This larger influence was not impaired by Byron's ethical poverty. The latter was an inevitable consequence of his defective discipline. The triteness of his moral climax is occasionally startling. When Sardanapalus, for instance, sees Zarina torn from him, and is stricken with profound anguish at the pain with which he has filled her life, he winds up with such a platitude as this:

To what gulfs
A single deviation from the track
Of human duties leaves even those who claim
The homage of mankind as their born due!

The baldest writer of hymns might work up passion enough for a consummation like this. Once more, Byron was insufficiently furnished with positive intellectual ideas, and for want of these his most exalted words were constantly left sterile of definite and pointed outcome.

Byron's passionate feeling for mankind included the long succession of generations, that stretch back into the past and lie far on in the misty distances of the future. No poet has had a more sublime sense of the infinite melancholy of history; indeed, we hardly feel how great a poet Byron was, until we have read him at Venice, at Florence, and above all in that overpowering scene where the 'lone mother of dead empires' broods like a mysterious haunting spirit among the columns and arches and wrecked fabrics of Rome. No one has expressed with such amplitude the sentiment that in a hundred sacred spots of the earth has

Fill'd up
As 'twere, anew, the gaps of centuries;
Leaving that beautiful which still was so,
And making that which was not; till the place
Became religious, and the heart ran o'er
With silent worship of the great of old—
The dead, but sceptred sovereigns, who still rule
Our spirits from their urns.

Only he stands aright, who from his little point of present possession ever meditates on the far-reaching lines, which pass through his point from one interminable star-light distance to another. Neither the stoic pagan, nor the disciple of the creed which has some of the peculiar weakness of stoicism and not all its peculiar strength, could find Manfred's latest word untrue to himself:

The mind, which is immortal, makes itself
Requital for its good or evil thoughts—
Is its own origin of ill and end,
And its own place and time: its innate sense,
When stripped of this mortality, derives
No colour from the fleeting things without:
But is absorbed in sufferance of joy,
Born from the knowledge of its own desert.
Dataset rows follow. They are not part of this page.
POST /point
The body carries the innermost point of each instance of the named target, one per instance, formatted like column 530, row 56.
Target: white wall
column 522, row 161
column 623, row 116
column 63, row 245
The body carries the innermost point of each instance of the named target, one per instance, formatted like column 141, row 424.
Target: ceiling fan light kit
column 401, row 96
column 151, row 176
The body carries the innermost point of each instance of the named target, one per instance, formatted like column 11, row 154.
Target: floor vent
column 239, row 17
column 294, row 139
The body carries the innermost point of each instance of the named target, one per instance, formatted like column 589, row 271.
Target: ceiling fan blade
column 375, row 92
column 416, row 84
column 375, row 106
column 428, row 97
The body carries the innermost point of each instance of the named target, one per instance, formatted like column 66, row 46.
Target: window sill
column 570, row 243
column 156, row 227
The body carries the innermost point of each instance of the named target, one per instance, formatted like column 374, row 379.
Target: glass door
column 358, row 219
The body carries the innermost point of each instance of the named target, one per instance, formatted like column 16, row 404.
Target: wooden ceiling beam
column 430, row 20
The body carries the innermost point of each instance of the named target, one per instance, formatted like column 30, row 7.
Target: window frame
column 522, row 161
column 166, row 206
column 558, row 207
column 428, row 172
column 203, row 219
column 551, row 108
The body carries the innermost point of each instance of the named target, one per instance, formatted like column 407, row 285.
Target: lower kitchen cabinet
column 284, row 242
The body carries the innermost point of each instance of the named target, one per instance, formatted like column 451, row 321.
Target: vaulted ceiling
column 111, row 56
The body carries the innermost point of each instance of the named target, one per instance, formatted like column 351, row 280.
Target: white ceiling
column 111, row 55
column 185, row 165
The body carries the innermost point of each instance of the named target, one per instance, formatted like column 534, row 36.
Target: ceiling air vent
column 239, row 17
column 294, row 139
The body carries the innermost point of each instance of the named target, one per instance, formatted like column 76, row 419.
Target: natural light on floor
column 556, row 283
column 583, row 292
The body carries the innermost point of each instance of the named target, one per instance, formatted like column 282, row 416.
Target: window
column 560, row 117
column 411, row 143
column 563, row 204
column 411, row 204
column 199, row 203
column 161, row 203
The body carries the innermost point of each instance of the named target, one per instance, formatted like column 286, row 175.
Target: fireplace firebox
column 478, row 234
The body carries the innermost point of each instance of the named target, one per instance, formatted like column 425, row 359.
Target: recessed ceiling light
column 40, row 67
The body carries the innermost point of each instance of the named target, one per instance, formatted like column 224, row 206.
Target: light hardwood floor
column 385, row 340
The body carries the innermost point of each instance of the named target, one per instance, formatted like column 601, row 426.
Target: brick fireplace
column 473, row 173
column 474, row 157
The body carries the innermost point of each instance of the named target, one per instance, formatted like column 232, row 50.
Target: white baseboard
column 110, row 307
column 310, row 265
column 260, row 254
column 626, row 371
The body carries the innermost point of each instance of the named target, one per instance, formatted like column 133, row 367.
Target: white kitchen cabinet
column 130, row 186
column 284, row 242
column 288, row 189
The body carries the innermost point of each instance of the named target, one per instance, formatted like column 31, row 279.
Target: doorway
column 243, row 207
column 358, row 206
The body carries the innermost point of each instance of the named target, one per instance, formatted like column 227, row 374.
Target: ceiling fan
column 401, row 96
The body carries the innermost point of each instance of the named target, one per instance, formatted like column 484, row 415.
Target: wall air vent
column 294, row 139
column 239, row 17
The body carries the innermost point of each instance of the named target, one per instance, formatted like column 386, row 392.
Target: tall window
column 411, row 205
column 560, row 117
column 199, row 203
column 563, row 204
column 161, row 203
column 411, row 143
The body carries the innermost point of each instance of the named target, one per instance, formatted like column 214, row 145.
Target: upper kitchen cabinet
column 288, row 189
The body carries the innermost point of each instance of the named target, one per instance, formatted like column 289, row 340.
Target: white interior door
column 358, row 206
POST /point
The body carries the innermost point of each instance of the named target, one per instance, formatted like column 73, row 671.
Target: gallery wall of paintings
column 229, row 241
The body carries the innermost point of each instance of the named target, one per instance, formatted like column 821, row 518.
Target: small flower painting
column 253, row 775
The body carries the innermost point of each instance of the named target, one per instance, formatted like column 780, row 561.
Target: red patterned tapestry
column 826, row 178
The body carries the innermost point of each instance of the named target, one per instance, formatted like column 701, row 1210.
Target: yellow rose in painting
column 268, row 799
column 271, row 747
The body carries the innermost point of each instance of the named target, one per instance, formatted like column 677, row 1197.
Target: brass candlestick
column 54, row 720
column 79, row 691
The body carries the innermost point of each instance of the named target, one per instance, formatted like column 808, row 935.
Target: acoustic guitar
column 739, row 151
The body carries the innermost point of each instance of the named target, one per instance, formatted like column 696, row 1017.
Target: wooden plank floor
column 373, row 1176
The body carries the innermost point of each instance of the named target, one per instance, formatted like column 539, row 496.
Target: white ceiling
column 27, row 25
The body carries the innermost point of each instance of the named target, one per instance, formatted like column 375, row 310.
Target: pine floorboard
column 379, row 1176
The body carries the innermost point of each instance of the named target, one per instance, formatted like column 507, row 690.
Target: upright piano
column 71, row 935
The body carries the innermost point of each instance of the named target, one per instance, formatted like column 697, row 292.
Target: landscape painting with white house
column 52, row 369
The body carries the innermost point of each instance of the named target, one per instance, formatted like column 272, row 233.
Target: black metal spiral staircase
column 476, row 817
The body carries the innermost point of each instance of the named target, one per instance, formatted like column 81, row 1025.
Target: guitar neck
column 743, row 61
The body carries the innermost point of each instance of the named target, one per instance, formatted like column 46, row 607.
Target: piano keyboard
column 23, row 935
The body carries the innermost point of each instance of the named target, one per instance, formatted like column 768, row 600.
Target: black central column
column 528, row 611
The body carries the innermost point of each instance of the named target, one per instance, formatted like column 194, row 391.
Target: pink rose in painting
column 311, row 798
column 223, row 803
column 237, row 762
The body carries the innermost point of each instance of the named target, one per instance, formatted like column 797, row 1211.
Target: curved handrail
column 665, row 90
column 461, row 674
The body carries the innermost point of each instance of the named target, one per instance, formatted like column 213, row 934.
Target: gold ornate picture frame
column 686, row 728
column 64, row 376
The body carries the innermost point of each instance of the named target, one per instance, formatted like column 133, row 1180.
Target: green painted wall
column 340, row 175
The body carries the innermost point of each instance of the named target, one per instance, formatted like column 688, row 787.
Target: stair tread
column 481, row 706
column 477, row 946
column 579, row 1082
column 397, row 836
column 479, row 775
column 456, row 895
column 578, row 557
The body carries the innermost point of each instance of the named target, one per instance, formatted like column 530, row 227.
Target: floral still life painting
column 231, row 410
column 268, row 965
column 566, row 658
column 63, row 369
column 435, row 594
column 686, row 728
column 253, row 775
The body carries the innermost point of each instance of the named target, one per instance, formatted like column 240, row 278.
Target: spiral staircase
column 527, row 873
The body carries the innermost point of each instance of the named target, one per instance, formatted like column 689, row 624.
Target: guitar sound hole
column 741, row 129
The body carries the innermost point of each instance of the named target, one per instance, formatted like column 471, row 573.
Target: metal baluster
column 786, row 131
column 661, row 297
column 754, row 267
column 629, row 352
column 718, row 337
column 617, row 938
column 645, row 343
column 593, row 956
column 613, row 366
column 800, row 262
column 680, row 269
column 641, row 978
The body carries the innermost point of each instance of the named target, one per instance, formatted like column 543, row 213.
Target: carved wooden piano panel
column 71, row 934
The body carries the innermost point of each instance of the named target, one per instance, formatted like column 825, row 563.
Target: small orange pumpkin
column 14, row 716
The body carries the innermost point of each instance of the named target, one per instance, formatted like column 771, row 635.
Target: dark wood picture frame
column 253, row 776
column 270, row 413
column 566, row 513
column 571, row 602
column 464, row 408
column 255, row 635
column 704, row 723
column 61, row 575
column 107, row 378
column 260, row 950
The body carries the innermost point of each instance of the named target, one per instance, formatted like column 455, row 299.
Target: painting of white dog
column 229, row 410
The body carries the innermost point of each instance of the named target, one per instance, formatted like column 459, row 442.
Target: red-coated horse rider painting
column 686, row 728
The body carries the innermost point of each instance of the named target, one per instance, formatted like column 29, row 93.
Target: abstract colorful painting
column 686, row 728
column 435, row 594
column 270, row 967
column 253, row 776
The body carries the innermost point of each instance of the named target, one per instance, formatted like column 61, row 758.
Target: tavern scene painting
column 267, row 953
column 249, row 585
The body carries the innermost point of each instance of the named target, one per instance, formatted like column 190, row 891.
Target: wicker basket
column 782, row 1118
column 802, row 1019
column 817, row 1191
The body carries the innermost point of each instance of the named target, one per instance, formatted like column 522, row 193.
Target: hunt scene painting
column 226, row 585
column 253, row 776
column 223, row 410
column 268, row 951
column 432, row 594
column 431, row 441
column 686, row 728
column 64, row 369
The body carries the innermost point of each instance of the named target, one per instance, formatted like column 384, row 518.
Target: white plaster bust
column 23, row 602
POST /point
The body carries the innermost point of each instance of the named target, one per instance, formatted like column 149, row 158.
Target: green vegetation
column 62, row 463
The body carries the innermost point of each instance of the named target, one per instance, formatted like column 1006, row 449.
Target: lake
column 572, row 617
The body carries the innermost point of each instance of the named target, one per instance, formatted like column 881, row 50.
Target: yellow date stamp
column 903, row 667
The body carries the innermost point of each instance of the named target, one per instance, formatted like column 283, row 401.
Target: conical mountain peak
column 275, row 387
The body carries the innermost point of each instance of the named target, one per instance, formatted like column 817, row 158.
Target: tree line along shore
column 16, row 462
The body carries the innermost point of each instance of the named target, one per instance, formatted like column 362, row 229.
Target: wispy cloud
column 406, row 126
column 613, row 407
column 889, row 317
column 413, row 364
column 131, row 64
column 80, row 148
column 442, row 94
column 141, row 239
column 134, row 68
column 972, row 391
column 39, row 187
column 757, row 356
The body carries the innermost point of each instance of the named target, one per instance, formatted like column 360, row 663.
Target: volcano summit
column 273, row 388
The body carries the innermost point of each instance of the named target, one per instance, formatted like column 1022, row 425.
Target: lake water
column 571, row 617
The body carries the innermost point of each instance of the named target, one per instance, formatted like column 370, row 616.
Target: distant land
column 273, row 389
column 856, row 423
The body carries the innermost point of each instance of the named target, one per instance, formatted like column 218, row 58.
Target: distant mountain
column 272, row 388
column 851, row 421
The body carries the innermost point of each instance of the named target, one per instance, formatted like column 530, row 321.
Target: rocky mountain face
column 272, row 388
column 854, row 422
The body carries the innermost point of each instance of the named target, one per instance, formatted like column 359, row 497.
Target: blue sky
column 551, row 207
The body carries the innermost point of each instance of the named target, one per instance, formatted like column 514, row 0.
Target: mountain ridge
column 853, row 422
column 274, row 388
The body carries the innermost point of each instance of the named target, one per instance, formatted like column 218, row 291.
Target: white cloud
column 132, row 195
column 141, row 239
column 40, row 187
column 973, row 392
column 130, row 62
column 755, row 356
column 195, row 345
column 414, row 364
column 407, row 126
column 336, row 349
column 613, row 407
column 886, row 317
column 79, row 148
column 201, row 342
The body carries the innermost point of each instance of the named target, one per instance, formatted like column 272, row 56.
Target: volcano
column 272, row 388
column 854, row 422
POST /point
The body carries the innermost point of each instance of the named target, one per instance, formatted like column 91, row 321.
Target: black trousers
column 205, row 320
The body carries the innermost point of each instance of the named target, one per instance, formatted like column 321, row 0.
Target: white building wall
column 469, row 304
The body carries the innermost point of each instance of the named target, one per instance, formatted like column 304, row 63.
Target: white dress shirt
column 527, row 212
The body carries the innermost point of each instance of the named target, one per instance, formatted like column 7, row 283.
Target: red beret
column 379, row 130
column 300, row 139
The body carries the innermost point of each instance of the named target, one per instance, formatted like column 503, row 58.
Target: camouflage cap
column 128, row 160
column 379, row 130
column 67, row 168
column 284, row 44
It is only when a man subordinates this absorption in individual sufferance and joy to the thought that his life is a trust for humanity, that he is sure of making it anything other than 'rain fallen on the sand.' In the last great episode of his own career Byron was as lofty as the noblest side of his creed. The historic feeling for the unseen benefactors of old time was matched by vehemence of sympathy with the struggles for liberation of his own day. And for this, history will not forget him. Though he may have no place in our own Minster, he assuredly belongs to the band of far-shining men, of whom Pericles declared the whole world to be the tomb.